Suppose G is a planar graph embedded into the plane. The graph divides the plane into regions. Let us say that two regions are *adjoint* if they have a common edge. Question:

(Q) Is it possible to colour the regions using four colours such that any adjoint regions have different colours? (Each region must be coloured into one of the four colours.)

This is often formulated in terms of a map and countries which was the original motivation to study this problem. I did not specify above whether the graph G is finite or infinite. In fact we will prove a theorem connecting these two:

**Theorem.** If the answer to (Q) is yes for all finite graphs G, then it is yes for all infinite graphs G.

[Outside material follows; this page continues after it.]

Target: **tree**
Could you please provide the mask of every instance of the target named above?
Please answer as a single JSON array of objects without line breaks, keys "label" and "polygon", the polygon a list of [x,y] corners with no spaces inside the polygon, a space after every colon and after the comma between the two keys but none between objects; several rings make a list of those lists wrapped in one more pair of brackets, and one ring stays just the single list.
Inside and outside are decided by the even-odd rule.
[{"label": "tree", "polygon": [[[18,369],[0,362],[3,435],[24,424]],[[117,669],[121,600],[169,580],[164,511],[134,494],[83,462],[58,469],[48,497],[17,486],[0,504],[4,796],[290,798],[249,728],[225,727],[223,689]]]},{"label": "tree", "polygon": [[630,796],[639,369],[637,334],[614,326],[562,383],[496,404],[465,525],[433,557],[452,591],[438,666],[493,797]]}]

In the proof we will use Compactness Theorem for propositional calculus see this post. Some times Compactness Theorem is used to deduce something about finite objects from knowing something about infinite objects. Some times the other way around. Here we have an example of the latter usage.

There are of course restrictions on what we mean by an infinite planar graph and its embeddings into the plane: by these we mean *a countable* graph which is embedded into the plane such that each region has finite area which is at least 1.

So let us suppose that the answer to (Q) is yes for all finite graphs and let G be an infinite (countable) graph embedded into the plane, and let us show that it is 4-colourable. Let us enumerate the regions [tex]A_0,A_1,A_2,\dots[/tex]. Let us have proposition symbols [tex]p_{n,k}[/tex] for each [tex]n\in\mathbb{N}[/tex] and [tex]k\in\{0,1,2,3\}[/tex]. n is for regions and k is for colours. Let T be the following theory.

for all [tex]n\in \mathbb{N}[/tex] there is [tex]k\in \{0,1,2,3\}[/tex] such that [tex]p_{n,k}\in T[/tex] (at least one colour for a region)

for all [tex]k\in \{0,1,2,3\}[/tex] and all [tex]i\in \{0,1,2,3\}\setminus \{k\}[/tex], [tex](p_{n,k}\rightarrow \lnot p_{n,i})\in T[/tex], (at most one colour for a region)

if [tex]A_n[/tex] and [tex]A_m[/tex] are adjoint, then for all [tex]k\in \{0,1,2,3\}, (p_{n,k}\rightarrow \lnot p_{m,k})[/tex] (adjoint regions have different colours)

Clearly if we show that T is consistent, then there is a four-colouring of G (just colour the region [tex]A_n[/tex] by the unique colour *k* such that [tex]p_{n,k}\in T[/tex]). By the Compactness Theorem it is sufficient to show that all finite subsets of T are consistent. But this follows from the assumption that every finite graph is four-colourable!